Villars, c’est une justice à lui rendre, avait su démêler, à travers les violentes affirmations d’Eugène, les points sur lesquels il céderait, et le même jour où le prince les indiquait à son souverain, il écrivait à Louis XIV : « Je crois la paix faite si Votre Majesté se contente de Landau fortifié, la barrière du traité de Ryswick, en y comprenant les fortifications du Fort-Louis, qui sera, je crois, le seul dédommagement pour Fribourg,.. le rétablissement complet et sans nulle restriction des deux électeurs. »

L’accord était donc fait, au fond, entre les deux ambassadeurs, le 5 décembre, et il semblait qu’il pût se faire sans difficulté entre leurs deux gouvernemens.
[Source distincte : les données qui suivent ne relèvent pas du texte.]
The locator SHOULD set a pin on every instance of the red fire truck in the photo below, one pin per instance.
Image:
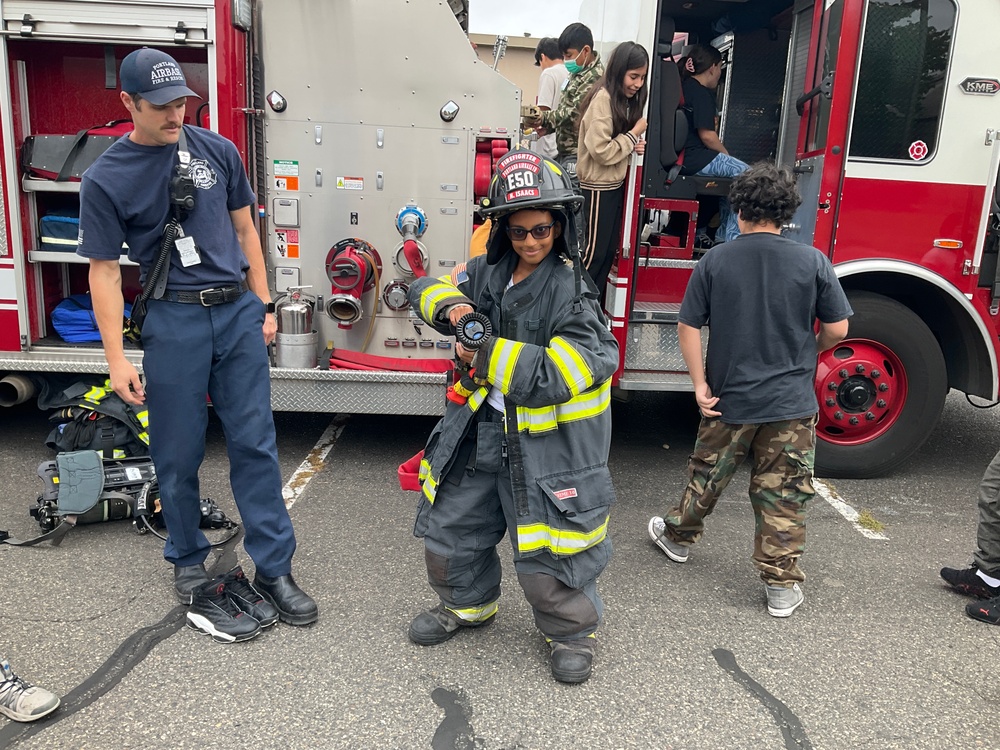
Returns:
(370, 127)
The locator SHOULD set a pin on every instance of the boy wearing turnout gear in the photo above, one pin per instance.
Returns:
(526, 453)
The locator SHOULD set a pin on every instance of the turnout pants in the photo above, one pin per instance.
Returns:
(987, 555)
(473, 509)
(191, 351)
(780, 488)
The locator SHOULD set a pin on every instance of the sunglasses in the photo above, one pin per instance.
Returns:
(539, 232)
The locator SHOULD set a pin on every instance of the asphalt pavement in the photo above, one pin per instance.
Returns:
(880, 655)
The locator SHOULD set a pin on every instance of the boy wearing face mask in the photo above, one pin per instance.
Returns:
(583, 63)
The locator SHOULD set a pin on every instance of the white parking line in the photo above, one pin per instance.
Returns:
(831, 496)
(313, 462)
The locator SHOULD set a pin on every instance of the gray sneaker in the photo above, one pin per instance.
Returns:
(658, 533)
(783, 600)
(21, 701)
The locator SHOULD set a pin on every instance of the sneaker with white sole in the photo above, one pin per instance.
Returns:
(22, 701)
(214, 613)
(658, 533)
(783, 600)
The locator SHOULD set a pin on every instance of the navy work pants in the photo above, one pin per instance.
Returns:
(191, 351)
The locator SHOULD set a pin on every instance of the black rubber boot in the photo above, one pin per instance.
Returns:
(294, 605)
(439, 625)
(572, 661)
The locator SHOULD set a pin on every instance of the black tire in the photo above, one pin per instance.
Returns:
(898, 328)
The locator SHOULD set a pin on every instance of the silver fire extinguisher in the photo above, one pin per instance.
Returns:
(296, 339)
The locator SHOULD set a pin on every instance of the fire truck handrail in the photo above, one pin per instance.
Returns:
(124, 39)
(854, 267)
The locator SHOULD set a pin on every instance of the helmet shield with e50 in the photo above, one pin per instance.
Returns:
(525, 180)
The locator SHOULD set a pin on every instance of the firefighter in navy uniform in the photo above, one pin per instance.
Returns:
(523, 449)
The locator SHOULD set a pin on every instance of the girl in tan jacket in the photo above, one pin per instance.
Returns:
(611, 127)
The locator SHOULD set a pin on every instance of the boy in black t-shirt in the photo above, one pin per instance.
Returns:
(755, 391)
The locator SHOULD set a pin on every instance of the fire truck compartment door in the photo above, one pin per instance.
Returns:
(110, 21)
(808, 173)
(426, 167)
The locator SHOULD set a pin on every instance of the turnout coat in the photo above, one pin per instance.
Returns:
(552, 356)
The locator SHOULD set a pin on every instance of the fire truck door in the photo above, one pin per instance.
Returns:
(824, 107)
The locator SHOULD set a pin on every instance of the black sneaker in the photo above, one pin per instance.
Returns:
(214, 613)
(987, 610)
(965, 581)
(248, 599)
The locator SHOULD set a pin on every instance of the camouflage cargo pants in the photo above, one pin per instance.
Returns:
(780, 487)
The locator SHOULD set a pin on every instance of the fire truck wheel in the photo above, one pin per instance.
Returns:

Louis XIV acceptait, le 7 décembre, la base qui paraissait tacitement convenue entre eux ; le 7 décembre, adressant à Villars des instructions modifiées, il réduisait à ces mêmes trois points les demandes dont il ne se départirait pas. L’arrivée du courrier du 5 décembre et du mémoire d’Eugène arrêta court ces dispositions conciliantes. Le ton du mémoire irrita le roi et lui fit croire que l’Autriche ne voulait pas traiter ; les expressions de la dépêche de Villars lui donnèrent de l’humeur. Villars, toujours impatient de se faire valoir, avait eu l’idée malheureuse de faire suivre la phrase citée ci-dessus de la réflexion suivante : « Je prendrai la liberté de dire à Votre Majesté que, dans le commencement de la campagne, on ne s’attendait pas à une paix aussi avantageuse, laquelle, laissant une bonne frontière à Votre Majesté, porte sa gloire, celle de son gouvernement et de la nation au plus haut point. » Le roi trouva que le bouillant maréchal était bien pressé de lui mesurer sa part de gloire, et que le mémoire d’Eugène ne justifiait pas un optimisme aussi retentissant ; on n’y voyait pas trace des concessions annoncées, mais, en revanche, on y trouvait « une hauteur et une fierté qui auraient été à peine de mise, écrivit-il à Villars[1], si les avantages de la guerre avaient été du côté de l’archiduc : La paix ne peut me paraître honorable pour moi, et, par conséquent, je ne la trouverais pas avantageuse, si j’étais obligé de la faire sans accomplir ce que j’ai promis à mes alliés… Si le prince Eugène rompt les conférences, vous me rendrez un plus grand service, et je vous saurai plus de gré de la fermeté que vous aurez témoignée en exécutant mes ordres que si vous aviez fait une paix qui ne conviendrait ni à ma gloire ni à l’état présent de mes affaires, n Alors, révoquant ses instructions conciliantes du 7, le roi enjoignait à Villars de demander pour l’électeur

  1. Le roi à Villars, 11 décembre 1713.